One of the things I have been occupied with lately
was to establish a community of artists and designers in our local community
center.
Very experimental if I may say so.
We started by picking a theme every
period of time and offering lectures and workshops within that theme. Our current theme is construction and deconstruction. We launched
the period with a talk and free community workshop of building from nothing. My
initial idea was to bring in an amazing designer - Joy from GodSpeed. I was
excited when I found he was living in israel, too happy too fast. Because
unfortunately, he moved back to Europe before
our workshop was to take place. Since I am a true optimist and always see the
good in every bad, I immediately decided we can just do it ourselves (crazy me), and
instead of having each participant build his own thing to take home we will
build something together for the Community Center lounge. So I called it a
deconstruction and spontaneous construction of furniture.
Now all we needed was junk, nails, hammers, drills, food, paint, and lots of hands that were eager to make something.
Events like this are really hard to predict. It all depends on how many people participate, their skills and the junk we have to work with.
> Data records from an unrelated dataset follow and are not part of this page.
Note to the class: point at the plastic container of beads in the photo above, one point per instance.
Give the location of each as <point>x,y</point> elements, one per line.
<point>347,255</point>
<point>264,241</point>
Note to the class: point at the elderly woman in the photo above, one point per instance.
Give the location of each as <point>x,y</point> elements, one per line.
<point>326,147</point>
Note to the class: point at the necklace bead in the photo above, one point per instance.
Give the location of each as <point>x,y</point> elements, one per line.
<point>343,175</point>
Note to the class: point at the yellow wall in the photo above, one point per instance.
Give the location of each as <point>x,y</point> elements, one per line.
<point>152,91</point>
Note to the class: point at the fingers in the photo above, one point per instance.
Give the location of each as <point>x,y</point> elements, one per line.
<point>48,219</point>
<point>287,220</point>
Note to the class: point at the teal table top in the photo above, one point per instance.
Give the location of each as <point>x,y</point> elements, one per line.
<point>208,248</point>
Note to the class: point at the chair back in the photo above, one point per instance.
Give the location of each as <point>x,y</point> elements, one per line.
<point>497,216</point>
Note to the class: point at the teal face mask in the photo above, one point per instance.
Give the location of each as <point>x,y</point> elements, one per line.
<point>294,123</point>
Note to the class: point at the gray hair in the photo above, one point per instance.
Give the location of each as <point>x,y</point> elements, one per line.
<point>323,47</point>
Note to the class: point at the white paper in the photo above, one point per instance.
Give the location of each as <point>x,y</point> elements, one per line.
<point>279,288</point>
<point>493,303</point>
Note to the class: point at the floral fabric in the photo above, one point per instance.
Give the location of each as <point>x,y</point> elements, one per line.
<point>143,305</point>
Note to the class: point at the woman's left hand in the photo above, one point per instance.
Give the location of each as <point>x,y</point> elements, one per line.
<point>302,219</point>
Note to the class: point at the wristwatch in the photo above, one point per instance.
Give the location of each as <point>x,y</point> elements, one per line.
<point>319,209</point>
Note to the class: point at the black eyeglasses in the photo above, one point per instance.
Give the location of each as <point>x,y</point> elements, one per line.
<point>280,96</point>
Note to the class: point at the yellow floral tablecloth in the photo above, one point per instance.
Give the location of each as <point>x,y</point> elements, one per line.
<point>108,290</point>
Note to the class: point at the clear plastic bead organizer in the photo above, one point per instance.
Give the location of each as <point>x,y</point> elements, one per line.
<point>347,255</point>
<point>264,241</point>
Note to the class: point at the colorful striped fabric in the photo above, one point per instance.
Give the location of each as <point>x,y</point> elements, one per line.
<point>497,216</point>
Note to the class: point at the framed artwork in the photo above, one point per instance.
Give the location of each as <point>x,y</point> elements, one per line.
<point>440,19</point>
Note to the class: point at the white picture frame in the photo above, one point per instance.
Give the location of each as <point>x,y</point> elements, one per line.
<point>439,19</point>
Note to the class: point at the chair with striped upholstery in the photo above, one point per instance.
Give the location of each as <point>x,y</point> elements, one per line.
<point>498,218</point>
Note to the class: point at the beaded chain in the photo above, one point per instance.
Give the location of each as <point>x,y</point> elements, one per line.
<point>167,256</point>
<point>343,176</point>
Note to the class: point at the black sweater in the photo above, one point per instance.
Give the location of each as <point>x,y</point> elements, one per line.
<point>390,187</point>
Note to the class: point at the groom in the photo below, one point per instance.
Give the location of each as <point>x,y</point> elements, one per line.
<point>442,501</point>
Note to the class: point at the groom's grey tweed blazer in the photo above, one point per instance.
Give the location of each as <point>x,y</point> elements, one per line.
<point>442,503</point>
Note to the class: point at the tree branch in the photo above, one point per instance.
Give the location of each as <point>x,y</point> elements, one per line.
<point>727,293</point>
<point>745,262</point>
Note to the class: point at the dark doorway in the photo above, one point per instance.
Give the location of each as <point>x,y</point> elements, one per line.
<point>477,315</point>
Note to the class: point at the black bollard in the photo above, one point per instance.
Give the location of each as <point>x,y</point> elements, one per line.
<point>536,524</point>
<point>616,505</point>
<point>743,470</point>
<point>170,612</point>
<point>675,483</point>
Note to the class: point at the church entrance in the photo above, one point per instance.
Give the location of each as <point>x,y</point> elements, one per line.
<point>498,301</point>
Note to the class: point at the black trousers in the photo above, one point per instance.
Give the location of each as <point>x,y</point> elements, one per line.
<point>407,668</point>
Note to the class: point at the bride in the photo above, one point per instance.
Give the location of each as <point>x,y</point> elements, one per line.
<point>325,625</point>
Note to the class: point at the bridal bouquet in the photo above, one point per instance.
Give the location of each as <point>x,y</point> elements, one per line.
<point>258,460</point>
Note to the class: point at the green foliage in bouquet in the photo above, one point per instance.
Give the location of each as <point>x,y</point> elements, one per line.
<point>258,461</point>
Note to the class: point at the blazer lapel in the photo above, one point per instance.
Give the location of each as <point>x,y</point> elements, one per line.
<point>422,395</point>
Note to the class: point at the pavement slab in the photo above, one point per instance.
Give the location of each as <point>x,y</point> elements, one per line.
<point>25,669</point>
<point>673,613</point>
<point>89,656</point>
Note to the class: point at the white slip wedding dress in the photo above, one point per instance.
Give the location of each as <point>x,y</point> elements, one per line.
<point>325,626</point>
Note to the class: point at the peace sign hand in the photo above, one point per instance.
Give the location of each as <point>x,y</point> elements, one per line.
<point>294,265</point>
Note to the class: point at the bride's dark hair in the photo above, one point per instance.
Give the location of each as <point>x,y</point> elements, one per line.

We had about 20 people, 7 of them kids. Only one of the adults was an actual carpenter.
The goal was to build few pieces of furniture for the Center lounge:
a table
a bench
3-4 stools
a sitting area
The process was as follows:
Getting together for the first cup of coffee
Presenting the list of things we were hoping to build
Breaking into groups
Deconstructing all the broken furniture we had
collected
Reconstructing what we needed.
It took about an hour for people overcome their fear of the unknown, and before the creative juices were pouring like crazy. The most interesting thing was what happened with the kids. At first they ate...a lot... then they tried to help with what they could (getting nails out etc.), but then the equation changed and they took control. They decided this was not enough and they wanted to make something themselves (we are talking about kids 5 to 10 years of age). Soon enough they deconstructed old skateboards, and with the help of Zvi they constructed a sliding board and a time machine. The younger kids teamed up with their fathers in building a car, a horse, and a wheelchair. All the furniture and toys that were built stayed in the Community Center (which was hard for some of the kids).
At the end it looked like it was all about things
that go, which was perfect because the lounge is a place for kids to hang out
while waiting for their siblings or for their classes to start.
the time machine - scateboard, chair, wooden bike handle
rolling chair - shelf, cable wheel
bench for 3 - 3 chairs, end table, scaffoldings
the biggest table - sliding door, shipping palettes
I know that if we were to have another day like that it would not turn out the same, and that’s what’s so nice about it. It was a fantastic day. We got so much done. What a great sense of community and accomplishment.
I think another workshop we’ll have to do is about building with wheels.